When the tide is out, the table is set! All on board National Geographic Venture have heard this local bit of knowledge, but this morning we all had the opportunity to see it with our own eyes! As we approached Port Althorp, Sitka black-tailed deer were along the shore in the rye grass chewing on breakfast. A pair of brown bears were in the back of the meadow doing the same thing. A humpback whale was slowly cruising deep into the bay, stopping to sub-surface lunge-feed along the shore. The bounty was everywhere, and everybody was busy taking it all in!
With the low tide, we walked the mud flats to find proof of the animals that live here. Brown bear paw prints were in abundance, as were prints from deer and geese. Clams, mussels, scallops, worms, and barnacles strewn throughout the littoral zone, waiting to become breakfast. To be believed, the profundity of life here must be experienced in person.

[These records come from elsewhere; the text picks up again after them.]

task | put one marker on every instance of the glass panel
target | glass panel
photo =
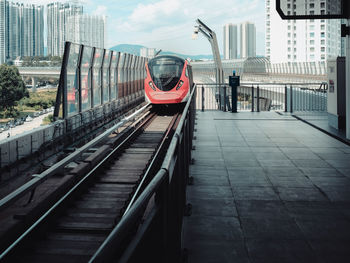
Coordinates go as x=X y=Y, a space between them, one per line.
x=165 y=71
x=72 y=80
x=121 y=71
x=105 y=71
x=86 y=78
x=97 y=77
x=114 y=76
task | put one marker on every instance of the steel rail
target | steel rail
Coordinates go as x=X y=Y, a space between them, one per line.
x=67 y=195
x=121 y=230
x=156 y=156
x=39 y=178
x=265 y=83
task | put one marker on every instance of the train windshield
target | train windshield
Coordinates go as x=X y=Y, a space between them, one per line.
x=166 y=72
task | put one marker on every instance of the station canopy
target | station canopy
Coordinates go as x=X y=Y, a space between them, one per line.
x=316 y=9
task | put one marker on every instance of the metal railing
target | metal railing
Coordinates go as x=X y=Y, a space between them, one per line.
x=158 y=238
x=288 y=97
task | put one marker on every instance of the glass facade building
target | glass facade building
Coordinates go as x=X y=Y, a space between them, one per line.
x=230 y=41
x=248 y=40
x=21 y=30
x=67 y=22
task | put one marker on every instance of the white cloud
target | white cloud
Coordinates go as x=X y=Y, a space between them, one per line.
x=145 y=16
x=101 y=10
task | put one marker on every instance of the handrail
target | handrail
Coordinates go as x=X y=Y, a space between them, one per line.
x=120 y=231
x=265 y=83
x=39 y=178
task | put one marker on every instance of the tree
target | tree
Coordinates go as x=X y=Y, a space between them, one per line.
x=12 y=88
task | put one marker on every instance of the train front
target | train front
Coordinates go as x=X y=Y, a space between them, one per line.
x=167 y=80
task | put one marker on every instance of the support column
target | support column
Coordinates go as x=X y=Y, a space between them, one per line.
x=34 y=84
x=347 y=89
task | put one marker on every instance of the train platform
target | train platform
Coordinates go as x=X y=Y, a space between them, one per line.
x=267 y=188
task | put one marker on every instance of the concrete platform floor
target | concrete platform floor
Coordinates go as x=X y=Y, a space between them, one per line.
x=267 y=188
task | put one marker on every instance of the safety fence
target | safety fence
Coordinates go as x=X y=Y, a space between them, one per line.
x=260 y=66
x=291 y=97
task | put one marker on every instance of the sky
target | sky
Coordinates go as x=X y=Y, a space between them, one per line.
x=168 y=24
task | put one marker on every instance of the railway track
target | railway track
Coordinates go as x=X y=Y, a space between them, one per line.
x=74 y=227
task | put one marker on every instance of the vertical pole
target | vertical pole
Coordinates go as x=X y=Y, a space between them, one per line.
x=257 y=99
x=347 y=89
x=252 y=98
x=234 y=98
x=79 y=78
x=92 y=78
x=202 y=98
x=291 y=99
x=224 y=87
x=285 y=99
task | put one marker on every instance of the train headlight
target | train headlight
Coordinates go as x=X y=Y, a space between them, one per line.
x=180 y=85
x=151 y=85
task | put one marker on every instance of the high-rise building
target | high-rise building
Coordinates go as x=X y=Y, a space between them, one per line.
x=21 y=30
x=86 y=29
x=147 y=52
x=57 y=20
x=301 y=40
x=247 y=40
x=230 y=41
x=67 y=22
x=2 y=31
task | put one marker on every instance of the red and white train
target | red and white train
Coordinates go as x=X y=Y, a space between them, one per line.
x=169 y=80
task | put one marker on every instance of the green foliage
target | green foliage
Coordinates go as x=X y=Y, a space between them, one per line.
x=48 y=119
x=12 y=88
x=38 y=100
x=40 y=61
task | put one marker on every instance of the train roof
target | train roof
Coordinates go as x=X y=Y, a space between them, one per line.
x=168 y=56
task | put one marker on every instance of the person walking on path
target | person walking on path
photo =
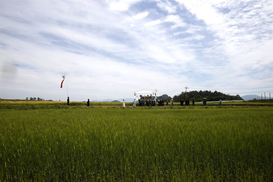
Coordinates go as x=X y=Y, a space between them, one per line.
x=123 y=103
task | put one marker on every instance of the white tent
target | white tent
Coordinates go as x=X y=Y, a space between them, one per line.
x=144 y=93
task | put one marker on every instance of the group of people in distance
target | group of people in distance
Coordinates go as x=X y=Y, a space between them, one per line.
x=187 y=102
x=150 y=102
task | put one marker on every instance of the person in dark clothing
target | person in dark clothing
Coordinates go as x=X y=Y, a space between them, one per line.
x=204 y=102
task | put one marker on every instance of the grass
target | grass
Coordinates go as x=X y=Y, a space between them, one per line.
x=95 y=144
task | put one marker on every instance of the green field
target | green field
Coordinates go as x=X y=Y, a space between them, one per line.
x=77 y=143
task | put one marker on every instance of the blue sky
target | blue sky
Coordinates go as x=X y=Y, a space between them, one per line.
x=113 y=48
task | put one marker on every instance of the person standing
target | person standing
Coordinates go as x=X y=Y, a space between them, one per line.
x=123 y=103
x=134 y=103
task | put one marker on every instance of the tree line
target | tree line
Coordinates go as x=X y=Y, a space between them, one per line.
x=209 y=95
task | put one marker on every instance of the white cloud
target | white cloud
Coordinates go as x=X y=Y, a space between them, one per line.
x=120 y=5
x=153 y=23
x=141 y=15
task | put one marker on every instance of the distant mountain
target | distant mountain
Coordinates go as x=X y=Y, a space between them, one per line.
x=126 y=100
x=251 y=97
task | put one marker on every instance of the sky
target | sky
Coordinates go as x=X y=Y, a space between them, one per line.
x=109 y=49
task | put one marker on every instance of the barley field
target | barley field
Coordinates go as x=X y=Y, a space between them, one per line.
x=137 y=144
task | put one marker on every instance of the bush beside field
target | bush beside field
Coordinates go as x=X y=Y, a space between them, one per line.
x=218 y=144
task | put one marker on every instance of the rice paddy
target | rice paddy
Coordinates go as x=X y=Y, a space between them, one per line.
x=136 y=144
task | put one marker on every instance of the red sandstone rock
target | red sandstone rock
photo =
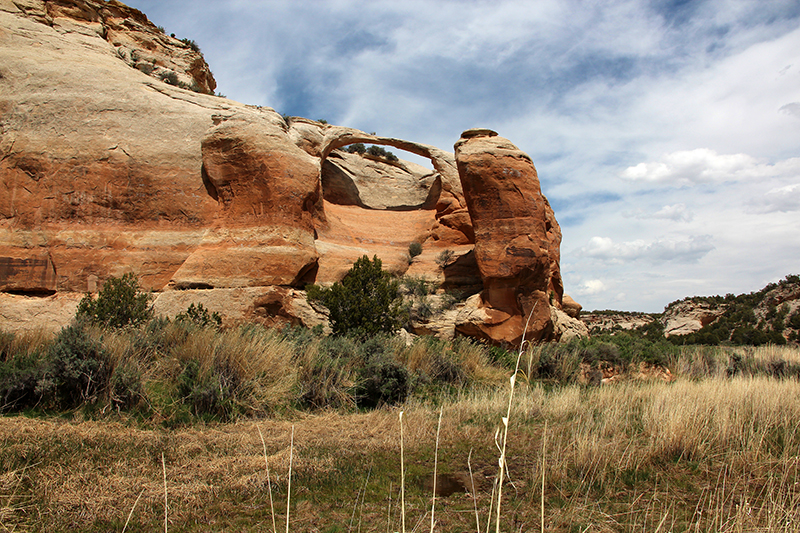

The Inian Islands offer another lesson in the richness of the surrounding waters. Literally hundreds of Steller sea lions hauled out on the rocks along the shoreline. Bald eagles by the dozens await the bounty that the changing tide will bring. Pelagic cormorants go about the business of building nests on sheer cliff walls to have and fledge chicks in the short summer season here. Sitka spruce and western hemlock spring from those very same cliffs. Life finds a way, and here in Southeast Alaska we find an abundance of life!